The correct answer is $\frac{{{\text{WL}}}}{{4{\text{P}}}}$.
The central dip $h$ of a bent tendon is the vertical distance between the tendon and the horizontal line passing through the supports. The tendon is required to balance a concentrated load $W$ at the center of the span $L$.
The bending moment at any point on the tendon is given by $M = Wx$, where $x$ is the distance from the point to the center of the span. The maximum bending moment occurs at the center of the span, where $x = L/2$. Therefore, the maximum bending moment is $M = WL/2$.
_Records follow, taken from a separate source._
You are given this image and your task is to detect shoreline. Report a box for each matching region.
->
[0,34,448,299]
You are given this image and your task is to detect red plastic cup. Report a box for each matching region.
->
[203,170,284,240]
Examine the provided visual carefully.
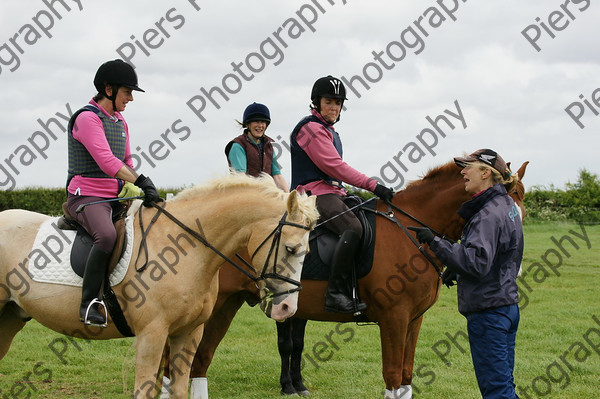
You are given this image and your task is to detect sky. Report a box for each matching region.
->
[0,0,600,194]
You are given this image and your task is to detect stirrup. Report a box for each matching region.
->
[83,298,108,328]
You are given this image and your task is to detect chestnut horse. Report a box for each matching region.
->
[0,174,318,398]
[166,162,527,399]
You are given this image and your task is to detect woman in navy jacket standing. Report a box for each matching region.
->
[411,149,523,399]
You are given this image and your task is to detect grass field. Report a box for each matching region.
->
[0,224,600,399]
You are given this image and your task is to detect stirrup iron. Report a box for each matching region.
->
[83,298,108,328]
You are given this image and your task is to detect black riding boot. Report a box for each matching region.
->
[325,230,367,313]
[79,245,111,327]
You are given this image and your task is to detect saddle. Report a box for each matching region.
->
[302,195,375,280]
[57,202,135,337]
[56,202,129,277]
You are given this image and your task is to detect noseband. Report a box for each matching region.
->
[136,206,311,299]
[242,212,310,298]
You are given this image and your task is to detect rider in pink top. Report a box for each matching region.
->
[67,99,133,198]
[290,76,394,314]
[296,109,377,195]
[67,60,162,327]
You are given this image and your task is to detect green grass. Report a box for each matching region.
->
[0,224,600,399]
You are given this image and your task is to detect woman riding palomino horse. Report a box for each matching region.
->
[0,174,318,399]
[290,75,394,313]
[162,162,527,399]
[67,60,161,327]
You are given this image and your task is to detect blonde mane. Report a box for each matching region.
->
[171,172,319,226]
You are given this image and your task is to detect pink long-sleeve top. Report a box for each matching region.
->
[296,109,377,195]
[67,100,133,198]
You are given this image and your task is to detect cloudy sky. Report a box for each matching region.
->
[0,0,600,194]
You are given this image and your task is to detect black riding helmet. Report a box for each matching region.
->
[310,75,347,122]
[94,59,145,110]
[242,102,271,126]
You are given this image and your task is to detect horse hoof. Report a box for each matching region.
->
[281,386,298,396]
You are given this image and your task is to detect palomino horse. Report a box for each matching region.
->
[166,162,527,399]
[0,175,318,398]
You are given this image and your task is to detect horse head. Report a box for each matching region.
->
[248,190,318,321]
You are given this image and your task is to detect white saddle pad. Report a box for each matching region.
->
[28,215,133,287]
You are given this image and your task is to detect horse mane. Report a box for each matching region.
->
[171,172,319,225]
[406,161,459,188]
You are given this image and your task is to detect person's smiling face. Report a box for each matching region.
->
[320,97,342,124]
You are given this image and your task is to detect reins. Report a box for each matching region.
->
[135,202,311,298]
[364,197,454,280]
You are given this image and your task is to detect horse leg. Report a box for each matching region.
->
[275,317,296,395]
[379,308,412,399]
[133,327,172,399]
[290,317,310,396]
[401,316,423,398]
[0,302,26,359]
[169,324,204,399]
[190,293,245,399]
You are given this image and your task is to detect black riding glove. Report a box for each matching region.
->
[133,175,162,206]
[442,268,456,288]
[408,226,435,244]
[373,184,394,202]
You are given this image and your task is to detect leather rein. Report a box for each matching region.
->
[363,201,456,280]
[135,202,311,298]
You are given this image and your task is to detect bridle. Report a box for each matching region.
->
[135,202,312,300]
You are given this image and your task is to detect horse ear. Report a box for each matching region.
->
[517,161,529,180]
[287,190,300,219]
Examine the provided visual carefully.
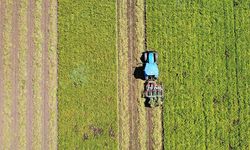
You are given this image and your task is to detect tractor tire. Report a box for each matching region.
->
[144,52,148,62]
[154,53,158,62]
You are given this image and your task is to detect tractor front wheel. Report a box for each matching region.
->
[154,53,158,62]
[144,52,148,62]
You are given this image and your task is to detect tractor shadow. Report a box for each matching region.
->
[133,52,151,108]
[133,52,145,80]
[134,66,144,80]
[144,98,151,108]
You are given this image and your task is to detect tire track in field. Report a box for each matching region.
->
[41,0,49,149]
[143,0,153,150]
[10,0,20,149]
[26,0,35,150]
[0,0,5,146]
[147,108,153,150]
[127,0,139,149]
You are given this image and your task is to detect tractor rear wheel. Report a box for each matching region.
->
[144,52,148,62]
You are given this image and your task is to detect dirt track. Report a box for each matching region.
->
[0,0,5,146]
[26,0,35,149]
[41,0,49,149]
[0,0,56,149]
[11,0,20,149]
[127,0,139,149]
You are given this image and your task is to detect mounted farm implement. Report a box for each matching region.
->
[142,51,164,107]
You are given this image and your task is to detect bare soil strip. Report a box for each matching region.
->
[127,0,139,149]
[41,0,49,149]
[0,0,5,149]
[26,0,35,150]
[11,0,20,149]
[143,0,153,150]
[117,0,130,149]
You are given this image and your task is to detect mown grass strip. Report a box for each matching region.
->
[58,0,118,149]
[2,1,13,149]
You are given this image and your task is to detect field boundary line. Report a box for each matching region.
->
[233,0,241,147]
[117,0,130,149]
[0,0,5,149]
[26,0,35,150]
[41,0,50,149]
[10,0,20,149]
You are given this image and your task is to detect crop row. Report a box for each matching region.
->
[147,0,249,149]
[58,0,118,149]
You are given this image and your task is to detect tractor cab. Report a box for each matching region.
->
[144,51,159,80]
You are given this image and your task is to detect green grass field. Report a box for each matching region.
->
[58,0,118,149]
[146,0,250,149]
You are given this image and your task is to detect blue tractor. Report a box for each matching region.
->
[143,51,163,107]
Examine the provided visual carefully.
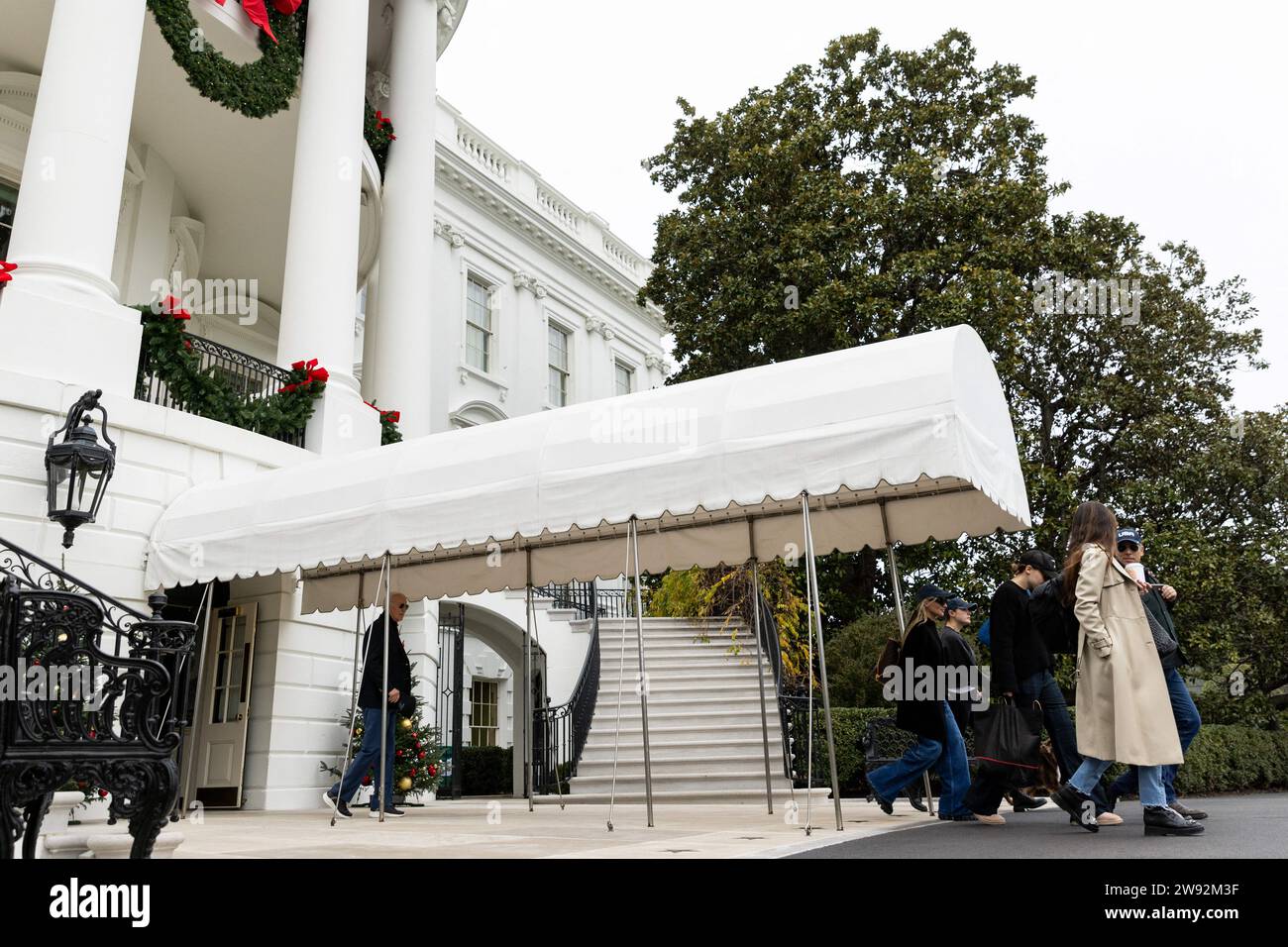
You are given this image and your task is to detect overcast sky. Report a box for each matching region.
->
[438,0,1288,410]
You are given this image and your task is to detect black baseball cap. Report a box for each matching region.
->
[917,582,953,601]
[1017,549,1060,579]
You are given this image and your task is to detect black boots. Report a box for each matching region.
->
[1051,784,1097,832]
[1145,805,1203,835]
[1006,789,1046,811]
[1171,800,1207,822]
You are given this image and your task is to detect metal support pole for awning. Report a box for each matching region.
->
[628,517,653,828]
[747,517,774,815]
[523,549,536,811]
[802,491,845,832]
[331,570,374,826]
[877,500,935,818]
[180,579,215,808]
[376,553,394,822]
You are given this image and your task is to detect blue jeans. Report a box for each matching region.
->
[1069,756,1167,805]
[1020,672,1109,815]
[868,701,970,815]
[329,706,398,811]
[1109,668,1203,805]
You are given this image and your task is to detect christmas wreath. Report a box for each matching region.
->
[136,296,327,438]
[149,0,395,175]
[149,0,305,119]
[365,401,402,446]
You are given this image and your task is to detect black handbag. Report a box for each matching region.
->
[973,701,1042,789]
[1141,601,1179,657]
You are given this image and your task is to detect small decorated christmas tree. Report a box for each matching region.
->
[322,704,443,804]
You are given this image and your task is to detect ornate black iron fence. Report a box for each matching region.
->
[532,581,607,793]
[134,335,304,447]
[0,540,196,858]
[532,579,636,618]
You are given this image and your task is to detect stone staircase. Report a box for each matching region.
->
[551,618,827,804]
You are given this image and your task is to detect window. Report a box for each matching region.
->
[546,322,568,407]
[0,180,18,261]
[465,275,493,371]
[613,362,635,394]
[471,681,497,746]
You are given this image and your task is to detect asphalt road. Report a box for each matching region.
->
[790,792,1288,858]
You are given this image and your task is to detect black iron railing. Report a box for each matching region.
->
[532,579,635,618]
[134,335,304,447]
[0,540,196,858]
[532,581,602,793]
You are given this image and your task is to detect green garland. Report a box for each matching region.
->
[149,0,394,175]
[362,102,394,179]
[149,0,304,119]
[365,401,402,447]
[134,305,326,438]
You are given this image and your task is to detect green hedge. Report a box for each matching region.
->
[453,746,514,796]
[794,702,1288,796]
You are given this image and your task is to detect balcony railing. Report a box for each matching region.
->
[134,335,304,447]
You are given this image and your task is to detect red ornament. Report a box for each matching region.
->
[242,0,277,43]
[161,296,192,320]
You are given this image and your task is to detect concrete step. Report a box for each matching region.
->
[568,766,787,796]
[599,640,748,669]
[599,654,772,678]
[599,672,773,703]
[599,665,774,699]
[576,746,783,780]
[579,727,783,766]
[533,789,832,803]
[583,726,782,759]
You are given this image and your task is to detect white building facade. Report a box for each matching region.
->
[0,0,669,809]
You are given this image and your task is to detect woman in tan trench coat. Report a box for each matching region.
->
[1052,502,1203,835]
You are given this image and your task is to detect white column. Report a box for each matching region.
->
[0,0,145,397]
[362,261,385,407]
[368,0,438,438]
[277,0,380,454]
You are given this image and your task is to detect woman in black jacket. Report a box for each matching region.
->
[868,585,975,822]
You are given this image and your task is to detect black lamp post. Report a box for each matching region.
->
[46,389,116,549]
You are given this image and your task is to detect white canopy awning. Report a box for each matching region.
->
[147,326,1029,613]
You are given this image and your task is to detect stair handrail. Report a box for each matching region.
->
[532,581,600,793]
[752,591,795,780]
[0,536,149,653]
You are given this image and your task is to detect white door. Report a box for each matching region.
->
[194,603,255,809]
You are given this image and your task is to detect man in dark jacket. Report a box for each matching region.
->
[322,592,411,818]
[939,598,979,740]
[867,585,975,822]
[1109,527,1207,819]
[966,549,1122,824]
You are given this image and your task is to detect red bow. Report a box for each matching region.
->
[215,0,303,43]
[161,296,192,320]
[286,359,331,391]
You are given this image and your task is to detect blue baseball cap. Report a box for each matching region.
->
[917,582,952,601]
[1118,526,1145,546]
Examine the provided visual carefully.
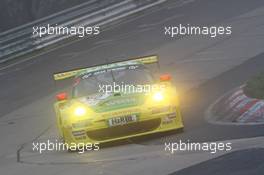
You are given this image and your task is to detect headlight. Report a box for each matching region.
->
[74,107,86,117]
[153,92,164,102]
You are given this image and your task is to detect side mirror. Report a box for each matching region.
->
[160,74,171,82]
[56,92,68,101]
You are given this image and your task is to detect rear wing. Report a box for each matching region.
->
[53,55,159,80]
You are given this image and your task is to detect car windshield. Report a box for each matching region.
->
[73,65,154,98]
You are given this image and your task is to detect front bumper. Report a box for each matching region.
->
[65,108,183,143]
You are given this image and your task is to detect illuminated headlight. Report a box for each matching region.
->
[153,92,164,102]
[74,107,86,117]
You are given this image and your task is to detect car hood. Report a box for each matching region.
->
[78,93,146,112]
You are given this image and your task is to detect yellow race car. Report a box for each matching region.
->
[54,55,183,144]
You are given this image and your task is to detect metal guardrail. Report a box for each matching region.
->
[0,0,166,64]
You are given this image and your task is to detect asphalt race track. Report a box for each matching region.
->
[0,0,264,175]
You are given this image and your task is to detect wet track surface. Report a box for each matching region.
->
[0,0,264,174]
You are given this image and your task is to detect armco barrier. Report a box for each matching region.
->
[0,0,166,64]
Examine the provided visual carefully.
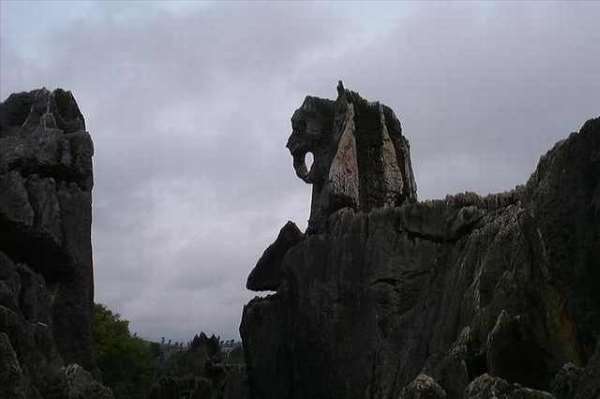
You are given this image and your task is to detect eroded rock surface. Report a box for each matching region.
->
[240,88,600,399]
[0,89,112,399]
[287,82,417,232]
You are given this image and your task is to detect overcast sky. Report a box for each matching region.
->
[0,0,600,340]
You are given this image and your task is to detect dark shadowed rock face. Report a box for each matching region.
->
[240,84,600,399]
[246,222,304,291]
[0,89,112,398]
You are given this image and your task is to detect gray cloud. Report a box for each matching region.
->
[0,2,600,340]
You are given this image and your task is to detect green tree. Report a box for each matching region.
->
[94,304,157,399]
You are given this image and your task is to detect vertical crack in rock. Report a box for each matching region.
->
[0,89,112,399]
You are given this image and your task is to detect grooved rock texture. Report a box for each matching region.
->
[287,82,417,232]
[240,88,600,399]
[0,89,112,399]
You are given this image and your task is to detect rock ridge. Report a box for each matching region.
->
[240,85,600,399]
[0,88,112,399]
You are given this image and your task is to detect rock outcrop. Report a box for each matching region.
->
[0,89,112,399]
[240,86,600,399]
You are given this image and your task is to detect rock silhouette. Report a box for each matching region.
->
[240,84,600,399]
[0,89,112,399]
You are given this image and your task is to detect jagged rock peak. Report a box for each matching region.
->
[287,81,417,233]
[0,87,85,137]
[0,88,112,399]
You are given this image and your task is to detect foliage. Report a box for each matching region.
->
[94,304,160,399]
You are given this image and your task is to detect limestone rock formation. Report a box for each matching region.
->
[0,89,112,399]
[240,84,600,399]
[287,82,417,232]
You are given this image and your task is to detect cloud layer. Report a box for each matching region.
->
[0,2,600,340]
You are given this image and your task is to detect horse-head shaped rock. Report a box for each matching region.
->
[287,82,417,233]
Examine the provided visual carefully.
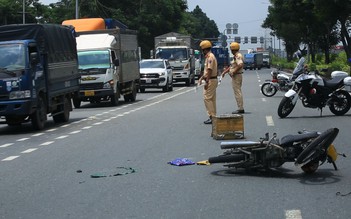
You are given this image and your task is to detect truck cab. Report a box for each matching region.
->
[151,33,195,86]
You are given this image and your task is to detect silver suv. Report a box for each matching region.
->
[140,59,173,92]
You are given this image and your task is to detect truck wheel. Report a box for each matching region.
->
[124,82,138,102]
[162,81,169,92]
[31,96,47,130]
[73,97,82,109]
[52,97,71,123]
[110,94,118,106]
[5,116,25,126]
[190,76,195,85]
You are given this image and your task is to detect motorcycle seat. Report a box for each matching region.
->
[280,132,319,147]
[323,77,344,88]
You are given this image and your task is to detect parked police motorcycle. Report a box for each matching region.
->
[278,68,351,118]
[208,128,345,173]
[261,69,293,97]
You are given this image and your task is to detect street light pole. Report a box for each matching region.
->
[76,0,79,19]
[22,0,26,24]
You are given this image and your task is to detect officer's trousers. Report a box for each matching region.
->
[232,74,244,110]
[203,79,218,117]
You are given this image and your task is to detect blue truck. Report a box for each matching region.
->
[0,24,80,130]
[211,46,229,72]
[244,53,263,70]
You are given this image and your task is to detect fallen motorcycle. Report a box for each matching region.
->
[278,71,351,118]
[208,128,345,173]
[261,69,292,97]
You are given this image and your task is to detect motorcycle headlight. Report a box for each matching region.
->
[9,90,31,100]
[104,80,113,89]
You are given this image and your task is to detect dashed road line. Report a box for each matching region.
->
[285,210,302,219]
[0,143,13,148]
[40,141,54,146]
[55,135,68,139]
[17,138,30,141]
[1,156,19,161]
[21,148,38,154]
[0,88,193,161]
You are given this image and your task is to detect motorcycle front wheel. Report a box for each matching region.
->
[208,154,245,163]
[278,97,295,118]
[261,82,277,97]
[329,90,351,116]
[295,128,339,165]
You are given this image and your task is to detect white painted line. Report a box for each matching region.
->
[17,138,30,141]
[266,116,274,126]
[32,132,44,137]
[1,156,19,161]
[47,128,57,132]
[55,135,68,139]
[40,141,54,146]
[0,143,13,148]
[285,210,302,219]
[21,148,38,154]
[93,122,103,125]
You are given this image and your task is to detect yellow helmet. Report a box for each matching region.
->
[230,42,240,50]
[200,40,212,49]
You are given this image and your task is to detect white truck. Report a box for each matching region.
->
[151,32,195,86]
[62,19,140,108]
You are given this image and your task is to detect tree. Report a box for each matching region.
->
[262,0,351,63]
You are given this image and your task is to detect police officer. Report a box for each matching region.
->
[222,42,245,114]
[198,40,218,124]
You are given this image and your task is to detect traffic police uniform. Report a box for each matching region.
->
[229,52,244,111]
[203,51,218,118]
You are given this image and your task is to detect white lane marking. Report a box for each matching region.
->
[0,88,191,161]
[0,143,13,148]
[93,122,103,125]
[21,148,38,154]
[17,138,30,141]
[285,210,302,219]
[266,116,274,126]
[47,128,57,132]
[40,141,54,146]
[55,135,68,139]
[32,132,44,137]
[1,156,19,161]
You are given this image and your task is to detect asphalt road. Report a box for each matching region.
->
[0,69,351,219]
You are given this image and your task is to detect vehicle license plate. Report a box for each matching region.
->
[84,90,95,97]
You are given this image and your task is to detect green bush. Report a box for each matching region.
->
[272,52,351,76]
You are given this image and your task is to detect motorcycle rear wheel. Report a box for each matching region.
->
[278,97,295,118]
[295,128,339,165]
[208,154,245,163]
[329,90,351,116]
[261,82,277,97]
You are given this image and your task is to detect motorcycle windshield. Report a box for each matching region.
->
[293,57,305,76]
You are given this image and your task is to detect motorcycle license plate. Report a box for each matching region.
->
[84,90,95,97]
[327,144,338,161]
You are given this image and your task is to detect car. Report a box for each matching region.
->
[139,59,173,93]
The stress in the tendon is given by $\sigma = \frac{M}{I}$, where $I$ is the moment of inertia of the tendon. The moment of inertia of a bent tendon is given by $I = \frac{bh^3}{12}$, where $b$ is the width of the tendon and $h$ is the central dip.
The maximum stress in the tendon occurs at the center of the span, where $x = L/2$. Therefore, the maximum stress in the tendon is $\sigma = \frac{WL}{2} \cdot \frac{bh^3}{12}$.
The tendon is safe if the maximum stress in the tendon is less than the yield stress of the material. The yield stress of the material is denoted by $\sigma_y$. Therefore, the tendon is safe if $\frac{WL}{2} \cdot \frac{bh^3}{12} \leq \sigma_y$.
Solving for $h$, we get $h \geq \frac{2WL}{{3\sigma_y b}}$.
The load $W$ is given in the question. The yield stress $\sigma_y$ and the width $b$ of the tendon are known from the design of the tendon. Therefore, we can calculate the minimum central dip $h$ required to balance the concentrated load $W$ at the center of the span $L$.
The other options are incorrect because they do not satisfy the condition $\frac{WL}{2} \cdot \frac{bh^3}{12} \leq \sigma_y$.